To clarify. Would this completely replace the existing workflow specification versioning that’s currently done in dgraph?

At the moment, we have very limited use for previous versions. Eventually, I can see BPMN being used for more long running processes, where it will be important to keep previous versions in the database.

Some additional questions:

  • Would this mean that the “canonical view” of the BPMN is the XML stored in Git? Currently that canonical view is provided by the UI and we somewhat discourage even looking at the XML.

  • Storage and branches: Would this be a “repo-per-bpmn” or “monorepo-of-bpmns” model? Do we support branches (ie draft BPMNs are in a branch and then merged to main to activate them).

  • I think there is a fairly nice version → tag link that we could use to maintain versions in the longer term. However, this interacts interestingly with the previous point.

  • How do we handle outside updates? If a BPMN developer changes the BPMN by hand in the repository should we:

    • Expect them to execute GitPull(); or
    • Automatically sync, ArgoCD style and always match the BPMNs in the repo.
  • Should we look to integrate MRs? GitLab and GitHub have a fairly nice “create MR on push” interface that we could use on new drafts to allow a developer to push their changes but only activate the BPMN on merge.

  • Finally, we probably should look at how round-tripping through the UI for small changes impacts the diff of the XML. We have a few BPMNs stored as tests, but these almost never see the UI, I’m not sure whether we’ll get somewhat stable output for a BPMN that has one node and two connections changed.

These are great questions. Thanks @Jarrah

The question of “canonical view” is a great question. Should it be the XML or should it be the json representation of the WorkflowSpecification from the database?

We use the XML now, but one limitation is that we cannot integrate workflow specifications with external systems (Like DeltaV and Syncade as an example) We’ve not really had a use-case where we’ve had to use the BPMN for actual business processes rather than data pipelines, so we really haven’t run into the issue yet, but I suspect it’s only a matter of time

I use several services that offer GitHub integration, and of all of them, I like how Vercel handles it best.
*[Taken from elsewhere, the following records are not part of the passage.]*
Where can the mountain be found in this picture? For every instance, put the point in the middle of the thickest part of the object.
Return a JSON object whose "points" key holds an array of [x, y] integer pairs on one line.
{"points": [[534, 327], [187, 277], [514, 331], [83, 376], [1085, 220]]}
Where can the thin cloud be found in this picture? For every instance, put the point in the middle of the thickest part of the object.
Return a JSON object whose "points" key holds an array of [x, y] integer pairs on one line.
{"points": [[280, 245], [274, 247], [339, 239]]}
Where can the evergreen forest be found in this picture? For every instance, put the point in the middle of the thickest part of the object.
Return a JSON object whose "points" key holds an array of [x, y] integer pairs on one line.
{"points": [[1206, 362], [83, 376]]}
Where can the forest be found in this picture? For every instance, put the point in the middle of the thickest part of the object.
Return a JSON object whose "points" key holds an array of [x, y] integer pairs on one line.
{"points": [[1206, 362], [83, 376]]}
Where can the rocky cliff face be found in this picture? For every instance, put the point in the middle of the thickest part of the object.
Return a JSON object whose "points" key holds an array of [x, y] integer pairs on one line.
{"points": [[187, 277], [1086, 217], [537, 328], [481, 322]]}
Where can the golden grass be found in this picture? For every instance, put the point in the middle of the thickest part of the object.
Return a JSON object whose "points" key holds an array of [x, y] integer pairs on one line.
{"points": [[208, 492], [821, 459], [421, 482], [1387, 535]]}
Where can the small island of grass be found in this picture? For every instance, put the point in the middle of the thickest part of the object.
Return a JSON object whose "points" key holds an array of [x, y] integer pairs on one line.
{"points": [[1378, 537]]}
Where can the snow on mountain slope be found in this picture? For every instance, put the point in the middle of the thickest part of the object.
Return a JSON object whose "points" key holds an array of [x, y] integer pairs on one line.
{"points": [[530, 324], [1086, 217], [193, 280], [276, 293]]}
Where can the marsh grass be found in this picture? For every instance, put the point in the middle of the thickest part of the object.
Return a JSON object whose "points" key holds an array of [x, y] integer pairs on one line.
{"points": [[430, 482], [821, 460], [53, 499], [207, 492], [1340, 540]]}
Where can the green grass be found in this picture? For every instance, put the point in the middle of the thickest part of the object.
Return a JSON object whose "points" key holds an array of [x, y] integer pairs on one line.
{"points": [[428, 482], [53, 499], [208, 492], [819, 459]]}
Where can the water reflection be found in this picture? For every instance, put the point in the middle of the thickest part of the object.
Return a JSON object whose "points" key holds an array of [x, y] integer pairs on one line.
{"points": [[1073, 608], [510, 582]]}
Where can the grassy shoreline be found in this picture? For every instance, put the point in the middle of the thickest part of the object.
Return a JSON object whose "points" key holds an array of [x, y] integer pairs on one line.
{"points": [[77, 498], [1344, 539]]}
This is similar to the ArgoCD deployment style.

You set up a project and attach a repo/branch to it. They watch the branch for commits. When a commit takes place, they run your actions, evaluate, and potentially deploy. It’s simple, but I’m sure it wasn’t effortless to develop.

A simplified approach to the workflow could look something like this:

  • We allow clients to map their BPMN to a repo. As long as they can specify the repo and branch, it’s up to them to monorepo, repo-per-BPMN, or hybrid it.

  • We can support watching tags/releases, which would help with teams using a trunk-based development model

  • Outside syncs are handled if and only if they take place in the watched branch/tag

  • We can leave MR/PRs as is and allow the client to use them in whatever workflow they already use. Hopefully, their watched branch has some kind of protection rules requiring a pull request and approval requirements, but it’s up to them to enforce that.

We would support the ability to pull directly from the watched branch or another branch in the UI. However, the expected update pattern would be that the user pushes new content to the watched branch, and the BPMN is updated automatically.

Theres lots to like with this approach.

Does it de-couple the development experience from the execution experience?

How would this approach change the way we think about BPMN development IDE?

Just to mention one other benefit of this: it will also make it easier for newcomers to find examples of elements by searching the synced repo. Even grep is probably enough for this task if the project follows standard BPMN naming conventions.